Se paró y fue hasta el horno. Sacó las tartas, las cortó y trajo varias porciones a la mesa. ¿Qué podía decirle? Las verdades de Perogrullo, después de todo no dejan de ser verdades.

- Mirá – me dijo – yo no quiero que hagas nada. No quiero que te metas en nada. No quiero que te metas en política. La política es una mierda y para colmo ésta gente es muy hija de puta. ¿Vos no ves lo que está pasando?

- Pero vos hablás como si yo fuese a postularme a presidente! Hacer algo puede ser otra cosa.

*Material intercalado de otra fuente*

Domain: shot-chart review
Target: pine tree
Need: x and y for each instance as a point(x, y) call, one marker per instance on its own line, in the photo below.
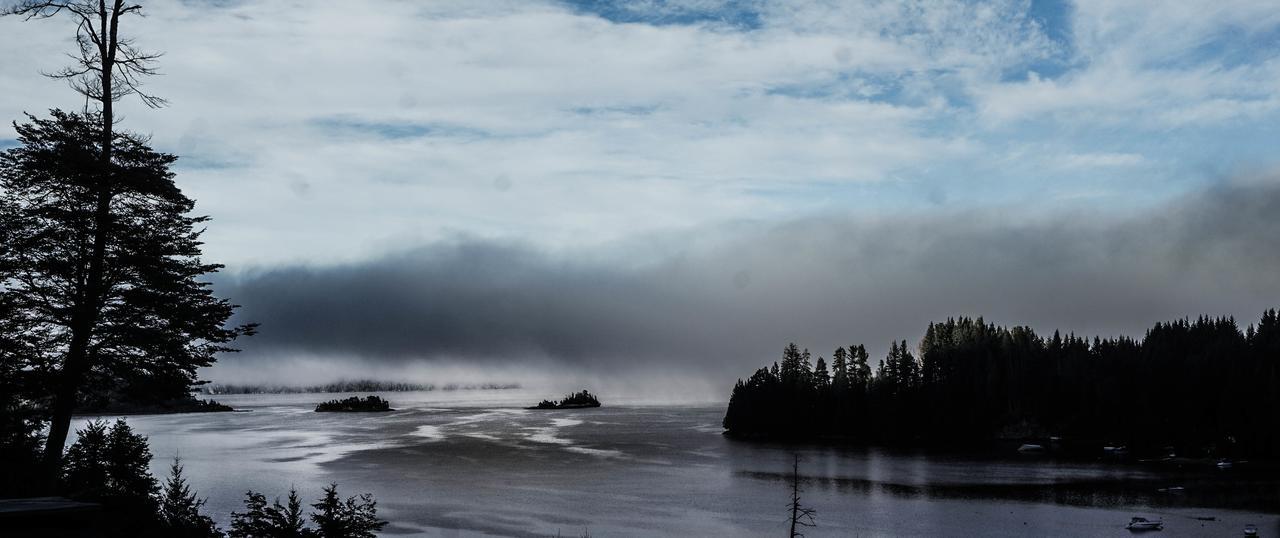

- ¿Qué cosa? ¿Vas a empezar a militar a los 45 años? ¿Vas a salir a pegar carteles? ¿Vas a ir a un comité a discutir de política?

- No sé.

- Entonces despertate. Yo necesito que vivas esta vida, que estés acá. Ya somos grandes. Tenemos una hija que está en la facultad y vos seguís preguntándote el sentido de la vida. Este es el sentido de la vida. Estar juntos, querernos, tener una casa, una familia, tener un trabajo.

- Ser egoístas.

- Sí, obvio! También ser egoístas. Es más, ser egoístas es lo más importante de todo. ¿Qué carajo te importa si Cristina va o no va por la reelección? ¿Si Moreno te deja o no comprar dólares? ¿Si abren o cierran las importaciones? ¿Qué te importa? Para eso están los políticos. Si ellos no hacen nada ¿qué vas a hacer vos? Ellos son los más egoístas de todos. Ahora están desaparecidos. En lugar de salir a defender todo lo que esta mina se lleva por delante, se hacen los desentendidos. ¿Me hablás de egoísmo? Vas a ver el año que viene cómo empiezan a decir estupideces y a rasgarse las vestiduras y a llenarse la boca hablando de la libertad y de la democracia para junar votos. Eso es egoísmo. Y vos te hacés problema? No sé, yo no te puedo ver así. No sé qué hacer.

- No te preocupes.

- No me preocupes.

Comimos sin decir mucho más. Después lavamos los platos y después del después nos metimos en la cama. Ahí siempre las cosas parecían más sencillas. Las soluciones parecían estar más a mano y el mundo resultaba un poco menos cruel. Los dos últimos capítulos de Dr House no me parecieron tan buenos, pero en realidad estaba enojado por el final de la serie. Últimamente parecía que todo lo bueno se estaba terminando. Tomé una pastilla para dormir, y mientras me desvanecía sonreí pensando que en unas horas estaría frente a la pantalla de la computadora leyendo los diarios.